Roaming agreement: good news for consumers and businesses
If you go travelling in the summer of 2017, you will no longer have to pay extra if you surf, call, or telephone in the European Union. That was agreed tonight between the three European institutions. People will be able to call anywhere in Europe in exactly the same way and at the same cost as within their own country. The compromise puts an end to many years of negotiations about abolishing the roaming rates.
Alexander De Croo, Deputy Prime Minister and Minister of Digital Agenda and Telecom said: “Belgium has always taken the lead in abolishing the roaming rates. National rate barriers have no place in today's Europe. That abolishing roaming is finally now in sight is a good thing. Consumers will be able to use their mobile phone or smartphone without headaches in the entire European Union. This is also good news for companies.”
Philippe De Backer, MEP: "The Commission and Parliament wanted to abolish roaming as quickly as possible, but some countries blocked the case because they put their national interests above the interests of European citizens and companies.
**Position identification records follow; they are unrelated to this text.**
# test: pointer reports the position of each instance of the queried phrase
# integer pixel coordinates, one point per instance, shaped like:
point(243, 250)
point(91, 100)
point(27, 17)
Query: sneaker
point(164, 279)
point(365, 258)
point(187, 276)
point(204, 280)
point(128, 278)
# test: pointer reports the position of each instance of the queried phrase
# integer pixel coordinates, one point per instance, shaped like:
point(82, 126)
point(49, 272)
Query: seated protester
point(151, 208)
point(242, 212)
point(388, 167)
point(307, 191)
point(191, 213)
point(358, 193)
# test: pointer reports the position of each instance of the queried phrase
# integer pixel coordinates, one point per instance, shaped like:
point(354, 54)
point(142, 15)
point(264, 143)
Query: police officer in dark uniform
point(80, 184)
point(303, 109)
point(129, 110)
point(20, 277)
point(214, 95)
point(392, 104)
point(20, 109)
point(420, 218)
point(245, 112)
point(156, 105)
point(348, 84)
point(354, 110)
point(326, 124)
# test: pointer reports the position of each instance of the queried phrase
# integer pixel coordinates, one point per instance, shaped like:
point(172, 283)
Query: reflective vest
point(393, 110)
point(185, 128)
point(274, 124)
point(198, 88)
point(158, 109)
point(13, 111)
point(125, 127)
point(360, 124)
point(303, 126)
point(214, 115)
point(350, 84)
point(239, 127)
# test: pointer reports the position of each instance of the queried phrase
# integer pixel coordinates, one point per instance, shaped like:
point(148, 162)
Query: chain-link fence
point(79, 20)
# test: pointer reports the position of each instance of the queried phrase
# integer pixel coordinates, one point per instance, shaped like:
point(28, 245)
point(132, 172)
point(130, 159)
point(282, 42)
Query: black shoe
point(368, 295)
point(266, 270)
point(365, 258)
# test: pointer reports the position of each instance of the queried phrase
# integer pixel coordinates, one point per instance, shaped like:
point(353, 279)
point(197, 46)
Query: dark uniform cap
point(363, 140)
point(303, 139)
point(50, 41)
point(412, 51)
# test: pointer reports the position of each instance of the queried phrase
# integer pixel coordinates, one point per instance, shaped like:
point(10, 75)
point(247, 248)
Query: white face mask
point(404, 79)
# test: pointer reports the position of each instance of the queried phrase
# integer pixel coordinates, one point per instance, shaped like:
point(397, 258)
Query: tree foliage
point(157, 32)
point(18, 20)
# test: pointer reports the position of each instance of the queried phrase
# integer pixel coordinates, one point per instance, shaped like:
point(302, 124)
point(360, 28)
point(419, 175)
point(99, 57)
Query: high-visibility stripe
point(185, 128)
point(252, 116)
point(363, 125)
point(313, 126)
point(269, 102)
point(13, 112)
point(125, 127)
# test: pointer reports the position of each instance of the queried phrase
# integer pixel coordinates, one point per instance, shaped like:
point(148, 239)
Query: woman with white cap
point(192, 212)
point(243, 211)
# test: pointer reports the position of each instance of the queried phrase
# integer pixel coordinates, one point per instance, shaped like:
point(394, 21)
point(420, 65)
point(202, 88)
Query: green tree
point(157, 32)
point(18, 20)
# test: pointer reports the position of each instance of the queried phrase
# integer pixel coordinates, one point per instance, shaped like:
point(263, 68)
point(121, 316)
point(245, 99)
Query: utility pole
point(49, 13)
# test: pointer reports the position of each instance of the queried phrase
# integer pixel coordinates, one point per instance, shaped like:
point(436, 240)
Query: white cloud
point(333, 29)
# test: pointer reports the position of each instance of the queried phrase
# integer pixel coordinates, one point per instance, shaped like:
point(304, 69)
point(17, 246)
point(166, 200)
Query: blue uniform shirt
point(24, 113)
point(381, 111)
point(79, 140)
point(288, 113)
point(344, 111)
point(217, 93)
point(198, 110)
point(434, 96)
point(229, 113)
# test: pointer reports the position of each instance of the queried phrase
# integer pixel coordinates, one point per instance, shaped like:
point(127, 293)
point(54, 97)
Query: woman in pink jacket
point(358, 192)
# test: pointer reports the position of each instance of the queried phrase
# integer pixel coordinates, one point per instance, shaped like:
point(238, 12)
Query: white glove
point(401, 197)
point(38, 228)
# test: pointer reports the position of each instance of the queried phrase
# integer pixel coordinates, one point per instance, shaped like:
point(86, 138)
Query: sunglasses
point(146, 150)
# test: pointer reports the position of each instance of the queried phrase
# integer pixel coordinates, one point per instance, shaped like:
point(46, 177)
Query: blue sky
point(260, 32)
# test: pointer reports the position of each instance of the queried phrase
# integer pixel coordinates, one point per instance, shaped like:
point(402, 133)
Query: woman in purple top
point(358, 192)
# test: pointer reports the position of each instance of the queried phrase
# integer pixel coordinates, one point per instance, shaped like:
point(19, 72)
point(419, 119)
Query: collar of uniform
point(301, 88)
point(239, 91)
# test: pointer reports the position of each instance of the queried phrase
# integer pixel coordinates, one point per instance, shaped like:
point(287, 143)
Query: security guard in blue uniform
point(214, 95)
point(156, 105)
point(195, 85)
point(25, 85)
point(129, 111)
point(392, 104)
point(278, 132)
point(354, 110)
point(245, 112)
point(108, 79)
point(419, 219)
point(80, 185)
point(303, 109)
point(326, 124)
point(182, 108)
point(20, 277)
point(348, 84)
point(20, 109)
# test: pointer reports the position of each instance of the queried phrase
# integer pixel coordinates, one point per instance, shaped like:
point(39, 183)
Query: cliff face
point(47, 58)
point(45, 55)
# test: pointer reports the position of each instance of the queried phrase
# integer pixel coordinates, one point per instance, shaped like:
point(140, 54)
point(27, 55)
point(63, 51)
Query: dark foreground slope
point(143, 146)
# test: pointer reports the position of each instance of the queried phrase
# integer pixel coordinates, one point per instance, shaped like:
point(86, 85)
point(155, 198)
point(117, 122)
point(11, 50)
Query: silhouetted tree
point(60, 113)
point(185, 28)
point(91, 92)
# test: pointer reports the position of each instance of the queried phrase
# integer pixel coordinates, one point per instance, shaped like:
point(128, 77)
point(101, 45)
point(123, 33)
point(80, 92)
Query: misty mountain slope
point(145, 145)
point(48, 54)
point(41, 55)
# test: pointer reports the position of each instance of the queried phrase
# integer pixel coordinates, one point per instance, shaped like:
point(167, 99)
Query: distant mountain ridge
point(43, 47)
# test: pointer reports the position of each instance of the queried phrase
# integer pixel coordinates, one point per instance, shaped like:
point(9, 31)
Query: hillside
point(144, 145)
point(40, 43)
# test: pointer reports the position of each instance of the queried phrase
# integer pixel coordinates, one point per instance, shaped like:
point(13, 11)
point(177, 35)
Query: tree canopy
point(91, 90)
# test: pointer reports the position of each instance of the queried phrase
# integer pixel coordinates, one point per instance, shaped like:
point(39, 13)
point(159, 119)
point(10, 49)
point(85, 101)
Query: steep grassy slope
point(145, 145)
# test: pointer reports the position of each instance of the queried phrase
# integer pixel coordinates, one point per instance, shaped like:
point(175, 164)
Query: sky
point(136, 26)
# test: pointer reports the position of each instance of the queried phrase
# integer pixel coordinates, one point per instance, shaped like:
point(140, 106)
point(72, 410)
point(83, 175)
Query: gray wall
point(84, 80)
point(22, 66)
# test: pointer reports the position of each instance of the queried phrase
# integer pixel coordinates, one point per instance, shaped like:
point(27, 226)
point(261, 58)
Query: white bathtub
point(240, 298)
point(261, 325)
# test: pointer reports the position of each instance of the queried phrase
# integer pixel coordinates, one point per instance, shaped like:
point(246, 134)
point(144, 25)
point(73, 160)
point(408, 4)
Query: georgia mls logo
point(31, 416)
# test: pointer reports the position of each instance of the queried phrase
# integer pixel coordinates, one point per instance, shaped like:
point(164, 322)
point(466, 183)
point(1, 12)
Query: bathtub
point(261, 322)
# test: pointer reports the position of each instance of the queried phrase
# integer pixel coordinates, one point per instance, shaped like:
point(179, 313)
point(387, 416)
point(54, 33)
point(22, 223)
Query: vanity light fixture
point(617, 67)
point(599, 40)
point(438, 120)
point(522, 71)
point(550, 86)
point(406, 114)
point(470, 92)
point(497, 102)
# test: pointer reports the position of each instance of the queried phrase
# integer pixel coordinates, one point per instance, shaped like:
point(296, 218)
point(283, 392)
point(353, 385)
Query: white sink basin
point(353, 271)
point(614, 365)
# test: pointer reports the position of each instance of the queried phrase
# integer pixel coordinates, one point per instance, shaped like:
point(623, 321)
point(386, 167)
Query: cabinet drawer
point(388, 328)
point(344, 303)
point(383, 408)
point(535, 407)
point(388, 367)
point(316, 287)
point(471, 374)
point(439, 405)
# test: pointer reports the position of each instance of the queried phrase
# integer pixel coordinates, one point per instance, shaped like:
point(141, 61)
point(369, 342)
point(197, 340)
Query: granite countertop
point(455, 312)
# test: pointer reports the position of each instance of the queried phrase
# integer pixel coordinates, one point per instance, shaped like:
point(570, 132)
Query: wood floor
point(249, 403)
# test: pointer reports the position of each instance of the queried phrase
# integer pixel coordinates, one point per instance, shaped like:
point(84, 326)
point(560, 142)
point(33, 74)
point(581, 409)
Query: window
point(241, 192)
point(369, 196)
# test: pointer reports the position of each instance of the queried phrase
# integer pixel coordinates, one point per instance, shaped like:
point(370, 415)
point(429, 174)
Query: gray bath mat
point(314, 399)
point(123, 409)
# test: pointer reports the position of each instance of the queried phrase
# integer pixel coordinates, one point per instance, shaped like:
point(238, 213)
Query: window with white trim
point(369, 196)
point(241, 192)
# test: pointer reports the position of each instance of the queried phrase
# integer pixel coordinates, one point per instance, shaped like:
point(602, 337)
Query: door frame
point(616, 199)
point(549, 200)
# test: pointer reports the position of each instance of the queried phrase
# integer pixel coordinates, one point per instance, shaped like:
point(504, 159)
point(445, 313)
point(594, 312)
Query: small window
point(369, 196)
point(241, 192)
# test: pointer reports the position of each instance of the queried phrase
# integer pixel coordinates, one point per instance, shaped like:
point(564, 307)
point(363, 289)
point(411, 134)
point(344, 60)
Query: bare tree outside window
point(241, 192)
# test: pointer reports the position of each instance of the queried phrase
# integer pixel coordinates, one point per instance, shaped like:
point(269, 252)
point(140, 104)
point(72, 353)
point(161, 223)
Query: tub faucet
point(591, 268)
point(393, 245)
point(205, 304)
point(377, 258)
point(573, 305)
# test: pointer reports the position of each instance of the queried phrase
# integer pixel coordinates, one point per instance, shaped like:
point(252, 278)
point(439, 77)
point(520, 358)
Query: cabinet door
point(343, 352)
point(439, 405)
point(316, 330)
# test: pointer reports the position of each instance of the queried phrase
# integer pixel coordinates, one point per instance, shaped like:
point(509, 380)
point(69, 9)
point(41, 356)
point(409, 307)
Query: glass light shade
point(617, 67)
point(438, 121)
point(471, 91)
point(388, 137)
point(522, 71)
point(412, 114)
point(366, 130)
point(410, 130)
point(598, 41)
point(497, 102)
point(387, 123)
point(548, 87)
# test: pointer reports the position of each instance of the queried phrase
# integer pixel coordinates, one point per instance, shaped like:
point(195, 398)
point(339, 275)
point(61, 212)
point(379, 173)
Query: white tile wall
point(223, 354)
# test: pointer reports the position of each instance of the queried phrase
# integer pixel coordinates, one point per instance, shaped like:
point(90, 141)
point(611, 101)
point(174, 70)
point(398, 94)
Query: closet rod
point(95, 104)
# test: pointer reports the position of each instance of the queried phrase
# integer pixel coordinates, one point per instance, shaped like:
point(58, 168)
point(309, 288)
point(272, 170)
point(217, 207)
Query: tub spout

A fundamental mistake.”
Roaming will be completely abolished with effect from June 2017. In the meantime, the costs will already go down. After all, the Commission is forcing telecommunications companies to apply a fair use policy: the most expensive roaming must already disappear now. Specifically, with effect from 30 April 2016, the prices will decrease: still a maximum of EUR 0.05 per minute extra from abroad, EUR 0.02 for a text message and EUR 0.05 per megabyte of data. Compared with today, this means that rates will be three to four times lower.
Digital single market
"The abolition of roaming charges will also give the digital economy an extra boost: people will have easy access to their mobile applications anytime and anywhere within Europe. Digital innovations such as connected cars also now have a future in Europe," according to Alexander De Croo.
"If in Europe we want to go for innovation, for digital progress, for growth, the abolition of roaming is already a first step in the right direction towards a digital single market," concludes Philippe De Backer.